Another thing that can help combat feeling hopeless is to engross yourself in something you enjoy or that makes you feel productive. If you’re depressed, it may be challenging to do the things you enjoy or find enjoyment in activities that you used to. However, feeling the accomplishment that comes with having done them can help you start to feel better in some cases. This may be particularly true if you’re experiencing low-level symptoms of depression or are feeling depressed, but not to the extent that you cannot engage in daily life. 

Following this approach can mean doing something as simple as talking to a friend, going to the grocery store, or watching a favorite movie. Even when you have to force yourself to do them, social activity and small tasks can help you avoid digging deeper into your symptoms.
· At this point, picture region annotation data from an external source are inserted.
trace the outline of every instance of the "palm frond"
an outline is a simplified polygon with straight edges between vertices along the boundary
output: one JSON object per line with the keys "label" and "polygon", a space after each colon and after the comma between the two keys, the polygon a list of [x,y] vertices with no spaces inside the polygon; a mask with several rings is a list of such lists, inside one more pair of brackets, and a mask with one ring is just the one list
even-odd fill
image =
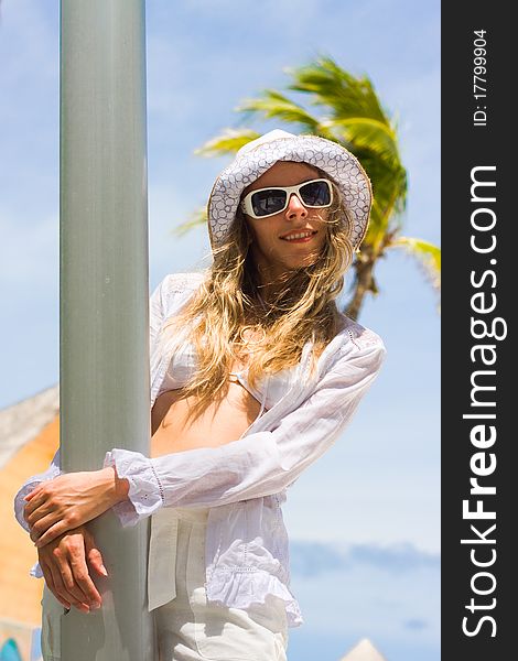
{"label": "palm frond", "polygon": [[414,257],[424,268],[424,272],[432,286],[441,291],[441,248],[422,239],[410,237],[398,237],[390,243],[390,247],[401,247]]}
{"label": "palm frond", "polygon": [[315,63],[284,72],[294,79],[288,89],[310,94],[312,105],[326,106],[336,119],[368,117],[390,123],[371,80],[353,76],[332,57],[320,56]]}
{"label": "palm frond", "polygon": [[348,117],[331,120],[328,127],[352,149],[369,150],[391,167],[400,165],[397,137],[390,126],[370,117]]}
Social relationships are shown to make people happier and less stressed, so as hard as it may be, getting yourself out there can be incredibly beneficial.

Treatment for depression

While exercises in mindfulness and cognitive reframing can be life-changing for many, for people with depression, it’s not always enough. Various modalities can be used to treat depression, and specific treatment plans will likely vary from person to person. To find therapy for depressive disorders or other mental health concerns, you can ask your doctor for a referral, call your insurance company to see what they cover, or search for a provider online. 

Online counseling

Feelings of hopelessness don’t have to last forever

Online counseling can be an excellent place to go for support. When you seek out online therapy, you can gain access to professional support that can help address your depressive symptoms head-on. Speaking to a therapist through the web means you can join sessions right from the comfort of your own home, which may be especially helpful if you’re experiencing depression.
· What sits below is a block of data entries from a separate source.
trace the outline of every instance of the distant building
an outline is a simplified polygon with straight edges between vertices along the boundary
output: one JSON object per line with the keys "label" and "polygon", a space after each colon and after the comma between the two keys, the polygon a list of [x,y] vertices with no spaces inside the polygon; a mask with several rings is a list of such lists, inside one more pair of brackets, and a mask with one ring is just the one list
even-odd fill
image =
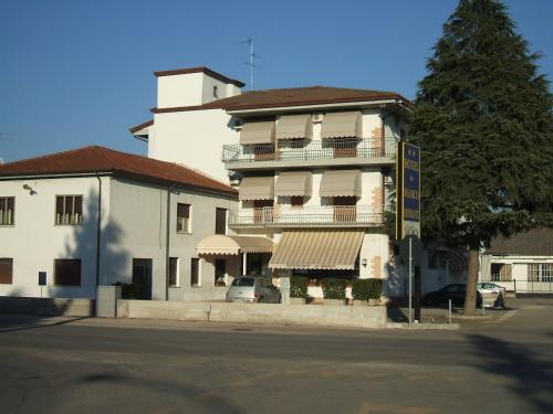
{"label": "distant building", "polygon": [[[0,166],[0,295],[223,298],[239,269],[201,262],[196,245],[227,232],[237,192],[173,162],[86,147]],[[46,285],[39,286],[39,272]]]}
{"label": "distant building", "polygon": [[481,255],[481,282],[519,293],[553,291],[553,230],[495,237]]}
You can rest assured, too, that the quality of your care doesn’t have to be compromised by its format. In fact. some research suggests that online therapy options may be even more effective than in-person counseling for treating mental health disorders like depression. Plus, online therapy is generally more affordable for most clients than face-to-face therapy.
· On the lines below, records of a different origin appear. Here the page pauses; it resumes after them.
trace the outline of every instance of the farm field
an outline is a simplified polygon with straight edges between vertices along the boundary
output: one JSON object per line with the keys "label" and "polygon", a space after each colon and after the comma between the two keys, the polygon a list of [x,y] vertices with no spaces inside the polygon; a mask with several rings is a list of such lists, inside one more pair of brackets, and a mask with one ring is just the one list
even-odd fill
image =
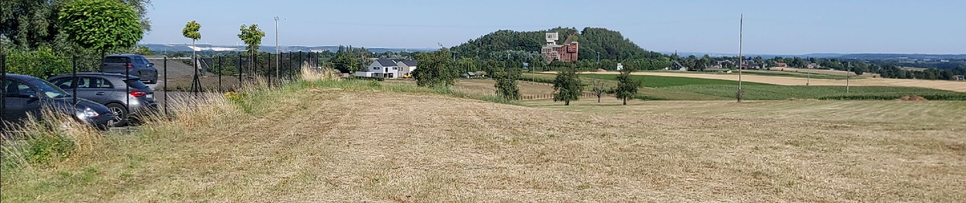
{"label": "farm field", "polygon": [[[846,71],[841,70],[827,70],[827,69],[809,69],[809,68],[795,68],[795,67],[769,67],[768,70],[771,71],[781,71],[781,72],[794,72],[794,73],[812,73],[812,74],[822,74],[822,75],[834,75],[841,76],[842,79],[845,78]],[[879,74],[875,73],[866,73],[862,75],[856,75],[850,72],[852,78],[878,78]]]}
{"label": "farm field", "polygon": [[[551,72],[545,72],[551,73]],[[583,74],[617,74],[617,72],[582,72]],[[738,75],[731,74],[707,74],[707,73],[672,73],[672,72],[634,72],[635,75],[652,76],[671,76],[689,77],[738,81]],[[810,83],[811,86],[845,86],[845,80],[811,79],[797,77],[778,77],[762,75],[742,76],[745,82],[765,83],[781,86],[805,86]],[[959,92],[966,92],[966,82],[961,81],[937,81],[937,80],[911,80],[911,79],[889,79],[889,78],[867,78],[853,80],[848,82],[850,86],[887,86],[887,87],[913,87],[924,89],[938,89]]]}
{"label": "farm field", "polygon": [[[582,74],[584,83],[607,81],[616,85],[614,74]],[[525,74],[525,77],[552,79],[553,74]],[[655,75],[632,75],[643,81],[643,89],[639,90],[641,98],[651,100],[731,100],[738,89],[736,81],[671,77]],[[785,100],[785,99],[880,99],[890,100],[905,95],[921,95],[931,100],[963,100],[966,93],[950,90],[909,88],[909,87],[851,87],[845,93],[840,86],[779,86],[765,83],[743,83],[745,99]]]}
{"label": "farm field", "polygon": [[[526,106],[297,84],[3,170],[4,202],[957,202],[957,101]],[[400,89],[411,89],[400,91]],[[376,126],[392,126],[379,128]]]}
No matter what kind of support you may need, it’s likely that online therapy can make it easier to access the professional help that might be necessary to overcome your feelings of hopelessness.


Feeling hopelessness can be a common reality for many people living with depression and similar mental health disorders, but that doesn’t mean it has to stay that way. Learning to reframe your thoughts, keeping yourself active, and pursuing professional treatment can help you get back on track and begin to feel more like yourself.